RANGE-FINDING/SCREENING STUDIES:
In the Preliminary Concentration Range Finding Test (Informatory Toxicity Test), the plate incorporation method was used. This test was performed using Salmonella typhimurium TA98 and TA100 strains in the presence and absence of metabolic activation system (±S9 mix) with appropriate untreated, negative (vehicle/solvent) and positive controls. In the test, each sample (including the controls) was tested in triplicate.
Concentrations of 5000, 2500, 1000, 316, 100, 31.6 and 10 μg/plate were examined in the Preliminary Concentration Range Finding Test.
In the preliminary experiment, the numbers of revertant colonies were mostly in the normal range (minor differences were detected in some sporadic cases, but they were without biological significance and considered as biological variability of the test system).
No precipitate of the test item was detected in the Preliminary Range Finding Test. Inhibitory, cytotoxic effect of the test item (absent, reduced and sligtly reduced background lawn development, pinpoint colonies) was detected in the Preliminary Concentration Range Finding Test in Salmonella typhimurium TA98, TA100 strains at 5000, 2500 and 1000 μg/plate concentrations with and without metabolic
activation.
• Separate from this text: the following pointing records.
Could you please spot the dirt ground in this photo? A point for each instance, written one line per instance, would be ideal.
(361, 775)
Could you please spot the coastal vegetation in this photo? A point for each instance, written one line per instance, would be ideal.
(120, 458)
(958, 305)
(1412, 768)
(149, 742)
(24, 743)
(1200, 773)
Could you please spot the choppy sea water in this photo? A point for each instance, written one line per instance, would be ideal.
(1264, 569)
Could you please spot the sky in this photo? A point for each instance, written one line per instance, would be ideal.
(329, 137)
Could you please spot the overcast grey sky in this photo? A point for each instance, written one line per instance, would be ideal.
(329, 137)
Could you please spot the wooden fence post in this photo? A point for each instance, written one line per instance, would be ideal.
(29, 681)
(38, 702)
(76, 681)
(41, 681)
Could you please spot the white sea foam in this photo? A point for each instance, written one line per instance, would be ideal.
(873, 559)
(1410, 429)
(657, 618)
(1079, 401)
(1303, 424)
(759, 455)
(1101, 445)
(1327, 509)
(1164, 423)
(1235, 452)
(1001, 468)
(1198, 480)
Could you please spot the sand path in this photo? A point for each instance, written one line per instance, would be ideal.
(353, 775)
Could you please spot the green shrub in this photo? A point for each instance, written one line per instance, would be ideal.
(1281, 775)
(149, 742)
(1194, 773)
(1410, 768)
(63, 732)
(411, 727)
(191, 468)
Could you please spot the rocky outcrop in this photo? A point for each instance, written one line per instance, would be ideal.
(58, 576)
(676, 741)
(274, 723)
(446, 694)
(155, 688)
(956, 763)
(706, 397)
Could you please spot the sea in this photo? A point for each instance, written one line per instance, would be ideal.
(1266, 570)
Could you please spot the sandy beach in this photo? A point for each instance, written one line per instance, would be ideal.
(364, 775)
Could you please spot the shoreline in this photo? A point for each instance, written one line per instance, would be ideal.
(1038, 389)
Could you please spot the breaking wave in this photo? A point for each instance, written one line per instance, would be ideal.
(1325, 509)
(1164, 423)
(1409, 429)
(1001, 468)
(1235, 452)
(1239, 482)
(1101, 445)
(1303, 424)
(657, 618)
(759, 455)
The experimental results (revertant colony numbers per plate, mutation factors and standard deviations) are detailed in Table 7 (Appendix 2) and in Appendix 3.


HISTORICAL CONTROL DATA
- Positive historical control data: Yes with ranges, means and standard deviation (Period of 2011-2015) Appendix 6
- Negative (solvent/vehicle) historical control data: Yes with ranges, means and standard deviation (Period of 2011-2015) Appendix 6

Applicant's summary and conclusion

Conclusions:

The test item CARVACROL had no mutagenic activity in the applied bacterium tester strains under the test conditions used in this study.

Executive summary:

In a reverse gene mutation assay in bacteria (16_399-007M), strains of S. typhimurium TA 1535, TA 1537, TA 98, TA 100 and E. coli WP2 uvr A were exposed to Carvacrol (99.91%) in DMSO at concentrations of 5000, 1581, 500, 158.1, 50, 15.81, 5, 1.581 and 0 μg/plate (direct plate incorporation; experiment 1) and 5000, 1581, 500, 158.1, 50, 15.81, 5, 1.581, 0.5 and 0 μg/plate (20 minute pre-incubation; experiment 2) in the presence and absence of mammalian metabolic activation (Phenobarbital/β- naphthoflavone-induced rat liver S9).
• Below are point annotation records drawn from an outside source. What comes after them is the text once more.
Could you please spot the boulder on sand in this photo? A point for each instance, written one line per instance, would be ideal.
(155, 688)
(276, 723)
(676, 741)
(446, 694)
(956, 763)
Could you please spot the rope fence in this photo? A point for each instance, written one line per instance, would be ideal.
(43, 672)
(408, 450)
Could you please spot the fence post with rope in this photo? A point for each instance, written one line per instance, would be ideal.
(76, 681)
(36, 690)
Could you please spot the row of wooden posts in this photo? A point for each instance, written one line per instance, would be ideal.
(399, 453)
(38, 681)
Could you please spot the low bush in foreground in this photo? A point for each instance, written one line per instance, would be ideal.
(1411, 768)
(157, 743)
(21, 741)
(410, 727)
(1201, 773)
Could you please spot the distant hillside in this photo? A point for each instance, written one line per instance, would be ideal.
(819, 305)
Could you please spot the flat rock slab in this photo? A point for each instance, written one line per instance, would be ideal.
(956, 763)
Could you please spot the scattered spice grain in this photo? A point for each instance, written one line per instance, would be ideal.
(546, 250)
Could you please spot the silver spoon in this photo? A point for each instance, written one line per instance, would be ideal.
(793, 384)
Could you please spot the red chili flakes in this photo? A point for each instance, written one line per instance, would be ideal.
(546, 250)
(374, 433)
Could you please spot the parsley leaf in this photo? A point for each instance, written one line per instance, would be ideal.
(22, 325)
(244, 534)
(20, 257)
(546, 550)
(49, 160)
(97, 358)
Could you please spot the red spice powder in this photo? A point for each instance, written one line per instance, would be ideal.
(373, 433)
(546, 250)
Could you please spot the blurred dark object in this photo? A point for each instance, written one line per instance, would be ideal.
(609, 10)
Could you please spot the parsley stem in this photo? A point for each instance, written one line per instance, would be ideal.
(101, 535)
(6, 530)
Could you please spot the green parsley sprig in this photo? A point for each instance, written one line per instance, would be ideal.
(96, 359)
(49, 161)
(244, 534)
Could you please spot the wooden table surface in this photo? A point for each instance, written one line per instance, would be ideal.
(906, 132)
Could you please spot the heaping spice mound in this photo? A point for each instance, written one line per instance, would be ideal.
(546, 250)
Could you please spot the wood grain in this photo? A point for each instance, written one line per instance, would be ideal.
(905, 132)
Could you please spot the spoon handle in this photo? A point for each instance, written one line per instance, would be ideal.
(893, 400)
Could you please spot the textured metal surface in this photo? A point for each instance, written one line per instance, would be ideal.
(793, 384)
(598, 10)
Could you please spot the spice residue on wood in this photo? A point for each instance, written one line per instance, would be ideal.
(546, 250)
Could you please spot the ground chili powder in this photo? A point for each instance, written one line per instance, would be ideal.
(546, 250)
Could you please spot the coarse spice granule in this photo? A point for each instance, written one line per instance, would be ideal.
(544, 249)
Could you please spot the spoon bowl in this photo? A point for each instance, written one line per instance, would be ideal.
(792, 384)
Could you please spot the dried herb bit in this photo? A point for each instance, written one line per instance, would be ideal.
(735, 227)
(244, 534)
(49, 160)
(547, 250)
Carvacrol was tested up to the limit concentration (5000 µg/plate). The positive controls induced the appropriate responses in the corresponding strains. There was no evidence of induced mutant colonies over background.

This study is classified as acceptable. This study satisfies the requirement for Test Guideline OECD 471 for in vitro mutagenicity (bacterial reverse gene mutation) data.